Bounded Variation

In mathematical analysis, a function of bounded variation, also known as a BV function, is a real-valued function whose total variation is bounded (finite): the graph of a function having this property is well behaved in a precise sense. For a continuous function of a single variable, being of bounded variation means that the distance along the direction of the y-axis, neglecting the contribution of motion along x-axis, traveled by a point moving along the graph has a finite value.

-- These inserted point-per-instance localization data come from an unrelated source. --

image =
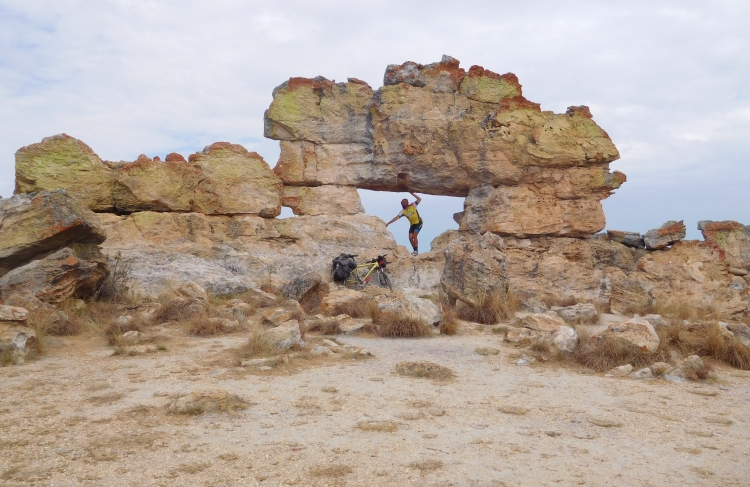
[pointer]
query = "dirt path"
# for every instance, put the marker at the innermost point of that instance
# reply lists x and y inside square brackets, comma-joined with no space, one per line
[82,417]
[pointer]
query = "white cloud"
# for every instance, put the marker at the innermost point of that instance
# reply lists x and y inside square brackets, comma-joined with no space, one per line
[669,81]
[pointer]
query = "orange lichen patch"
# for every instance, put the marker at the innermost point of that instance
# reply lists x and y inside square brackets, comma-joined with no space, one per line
[174,157]
[581,110]
[519,103]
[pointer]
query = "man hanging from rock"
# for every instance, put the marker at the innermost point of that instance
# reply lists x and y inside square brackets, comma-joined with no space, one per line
[411,214]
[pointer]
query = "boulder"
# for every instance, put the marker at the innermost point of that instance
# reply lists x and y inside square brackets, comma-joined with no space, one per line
[522,211]
[524,336]
[620,371]
[547,322]
[235,182]
[581,312]
[284,336]
[437,129]
[46,315]
[341,297]
[322,200]
[56,277]
[299,286]
[630,239]
[409,307]
[687,369]
[635,331]
[34,224]
[665,235]
[64,162]
[564,339]
[732,239]
[286,311]
[12,313]
[14,339]
[474,269]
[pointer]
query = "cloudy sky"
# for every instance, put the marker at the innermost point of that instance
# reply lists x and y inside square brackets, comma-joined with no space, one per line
[668,80]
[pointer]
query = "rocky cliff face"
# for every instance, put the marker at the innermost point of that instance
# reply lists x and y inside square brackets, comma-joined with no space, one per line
[533,182]
[437,129]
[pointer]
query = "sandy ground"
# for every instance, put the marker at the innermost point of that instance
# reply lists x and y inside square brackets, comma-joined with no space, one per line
[80,416]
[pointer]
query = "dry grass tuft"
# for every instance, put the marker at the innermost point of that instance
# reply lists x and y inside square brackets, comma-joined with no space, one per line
[256,347]
[425,466]
[491,309]
[449,325]
[331,471]
[391,326]
[380,426]
[422,369]
[364,307]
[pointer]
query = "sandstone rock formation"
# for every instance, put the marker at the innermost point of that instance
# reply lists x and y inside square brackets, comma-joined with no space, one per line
[223,179]
[437,129]
[665,235]
[32,224]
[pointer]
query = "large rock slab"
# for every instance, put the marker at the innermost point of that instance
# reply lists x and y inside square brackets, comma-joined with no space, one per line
[409,307]
[440,130]
[474,268]
[62,161]
[32,224]
[322,200]
[56,277]
[223,179]
[635,331]
[665,235]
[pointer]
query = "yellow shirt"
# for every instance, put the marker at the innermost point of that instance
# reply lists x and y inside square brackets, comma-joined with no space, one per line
[411,214]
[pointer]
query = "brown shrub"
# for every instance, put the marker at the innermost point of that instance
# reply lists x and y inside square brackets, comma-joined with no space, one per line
[393,326]
[449,325]
[426,370]
[203,327]
[491,309]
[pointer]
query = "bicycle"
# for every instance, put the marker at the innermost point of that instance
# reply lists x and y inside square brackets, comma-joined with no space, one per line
[362,275]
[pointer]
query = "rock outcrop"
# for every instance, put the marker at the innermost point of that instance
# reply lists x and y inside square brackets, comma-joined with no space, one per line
[33,224]
[223,179]
[437,129]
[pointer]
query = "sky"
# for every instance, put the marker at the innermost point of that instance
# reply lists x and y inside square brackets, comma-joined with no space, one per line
[668,80]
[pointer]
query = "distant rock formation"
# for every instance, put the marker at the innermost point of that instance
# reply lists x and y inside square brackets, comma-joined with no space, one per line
[437,129]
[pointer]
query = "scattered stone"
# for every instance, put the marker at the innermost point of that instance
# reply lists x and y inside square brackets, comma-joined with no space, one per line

For a continuous function of several variables, the meaning of the definition is the same, except for the fact that the continuous path to be considered cannot be the whole graph of the given function (which is a hypersurface in this case), but can be every intersection of the graph itself with a hyperplane (in the case of functions of two variables, a plane) parallel to a fixed x-axis and to the y-axis.

Functions of bounded variation are precisely those with respect to which one may find Riemann–Stieltjes integrals of all continuous functions.

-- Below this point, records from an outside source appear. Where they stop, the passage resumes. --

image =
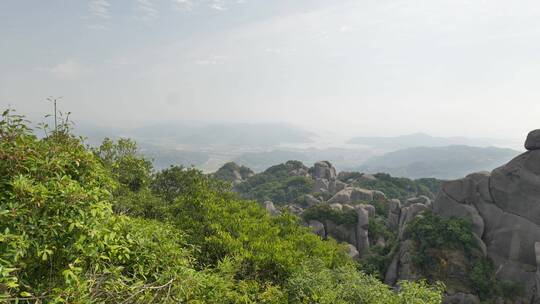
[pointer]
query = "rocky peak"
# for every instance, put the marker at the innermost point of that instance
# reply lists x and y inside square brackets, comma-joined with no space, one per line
[533,140]
[324,169]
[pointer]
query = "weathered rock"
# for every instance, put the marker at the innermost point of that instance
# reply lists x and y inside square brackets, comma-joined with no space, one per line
[336,206]
[369,208]
[394,212]
[515,187]
[401,266]
[504,207]
[461,298]
[324,169]
[533,140]
[378,195]
[310,200]
[347,207]
[352,195]
[362,236]
[269,206]
[317,228]
[422,199]
[334,186]
[407,214]
[321,185]
[295,209]
[352,252]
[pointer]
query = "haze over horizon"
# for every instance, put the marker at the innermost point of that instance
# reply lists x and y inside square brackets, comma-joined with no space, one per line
[356,68]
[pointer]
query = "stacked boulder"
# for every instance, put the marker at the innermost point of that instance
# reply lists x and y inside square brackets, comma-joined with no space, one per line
[399,215]
[325,177]
[504,207]
[357,236]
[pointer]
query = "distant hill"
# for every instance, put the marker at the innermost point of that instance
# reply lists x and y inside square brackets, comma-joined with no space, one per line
[418,140]
[164,157]
[241,134]
[446,162]
[342,159]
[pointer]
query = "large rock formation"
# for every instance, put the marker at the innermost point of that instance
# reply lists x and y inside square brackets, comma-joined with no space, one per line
[234,173]
[323,169]
[353,195]
[504,207]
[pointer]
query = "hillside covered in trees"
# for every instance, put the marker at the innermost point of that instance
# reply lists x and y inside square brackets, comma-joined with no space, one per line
[99,225]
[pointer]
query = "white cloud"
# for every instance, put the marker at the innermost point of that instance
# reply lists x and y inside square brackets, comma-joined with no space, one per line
[217,5]
[70,69]
[147,10]
[213,60]
[99,8]
[97,27]
[184,5]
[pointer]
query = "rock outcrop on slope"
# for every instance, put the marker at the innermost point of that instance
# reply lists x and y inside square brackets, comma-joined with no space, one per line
[504,207]
[234,173]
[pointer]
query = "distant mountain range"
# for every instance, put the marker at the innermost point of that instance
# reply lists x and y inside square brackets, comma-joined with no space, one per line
[420,140]
[446,162]
[230,134]
[259,146]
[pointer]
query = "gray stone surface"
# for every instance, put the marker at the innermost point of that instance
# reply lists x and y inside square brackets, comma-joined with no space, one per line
[317,228]
[324,169]
[461,298]
[504,207]
[352,195]
[533,140]
[269,206]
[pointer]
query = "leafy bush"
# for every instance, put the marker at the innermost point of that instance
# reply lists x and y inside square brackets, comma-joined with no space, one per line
[183,240]
[433,232]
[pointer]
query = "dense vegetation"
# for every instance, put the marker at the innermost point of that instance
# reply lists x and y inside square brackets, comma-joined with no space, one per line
[441,242]
[99,226]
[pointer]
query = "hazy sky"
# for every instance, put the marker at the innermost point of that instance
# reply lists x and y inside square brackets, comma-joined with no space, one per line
[364,67]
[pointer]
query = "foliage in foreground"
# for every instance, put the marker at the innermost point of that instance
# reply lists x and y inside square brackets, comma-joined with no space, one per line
[176,236]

Another characterization states that the functions of bounded variation on a closed interval are exactly those f which can be written as a difference g − h, where both g and h are bounded monotone.

In the case of several variables, a function f defined on an open subset of ℝn is said to have bounded variation if its distributional derivative is a finite vector Radon measure.

One of the most important aspects of functions of bounded variation is that they form an algebra of discontinuous functions whose first derivative exists almost everywhere: due to this fact, they can and frequently are used to define generalized solutions of nonlinear problems involving functionals, ordinary and partial differential equations in mathematics, physics and engineering. Considering the problem of multiplication of distributions or more generally the problem of defining general nonlinear operations on generalized functions, function of bounded variation are the smallest algebra which has to be embedded in every space of generalized functions preserving the result of multiplication.